The exposure can also be used to resect tumors of the sphenoid wing, subfrontal or perisylvian regions, and for lesions in the cavernous sinus.
Contraindications are similar to other craniotomies in general. Patients who are poor surgical candidates may wish to consider conservative management or other therapeutic options if applicable (endovascular for aneurysms, chemo/radiation for tumors, etc).
General endotracheal anesthesia is used with locally injected anesthetic.
Patients should be admitted to a neurological intensive care or step down unit for close neurological monitoring, at least overnight. For patients treated electively, hospital recovery generally ranges from 1-3 days.
Patients admitted with subarachnoid hemorrhage from ruptured aneurysms require a much longer stay, with a full protocol to manage vasospasm, hydrocephalus, and other complications.5
- Bleeding, intra-op (aneurysm rupture) or post-op
- Neurological injury
- Anesthetic complications
- Yasargil MG, Fox JL, Ray MW. The operative approach to aneurysms of the anterior communicating artery. In: Krayenbuhl H ed. Advances and Technical Standard in Neurosurgery. Vienna, Austria: Springer-Verlag; 1975: 113-170.

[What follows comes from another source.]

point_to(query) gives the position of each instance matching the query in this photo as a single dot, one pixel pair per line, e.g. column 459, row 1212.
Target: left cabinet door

- Altay T, Couldwell WT. The frontotermporal (pterional) approach: A historical perspective. Neurosurgery. 71(2); 481-4891. 2012.
- Molyneux A, Kerr R, Stratton I, et al. Internatonal Subarachnoid Aneurysm Trial (ISAT) of neurosurgical clipping versus endovascular coiling in 2143 patients with ruptured intracranial aneruryms: a randomized trial. Lancet. 360;(9342) ;1267-74. 2002.
- Wiebers DO, Whisnart JP, Huston J, et al. Unruptured intracranial aneurysms: natural history, clinical outcome, and risks of surgical and endovascular treatment. Lancet 362(9378): 103-10. 2003.
- Bekelis K, Root B, Khan I, Singer RJ, Ball PA. “Principles of Neurocritical Care.” In: Yeomans Neurological Surgery Expert Consult, 7e. Eds Winn, HR. Saunders; In press.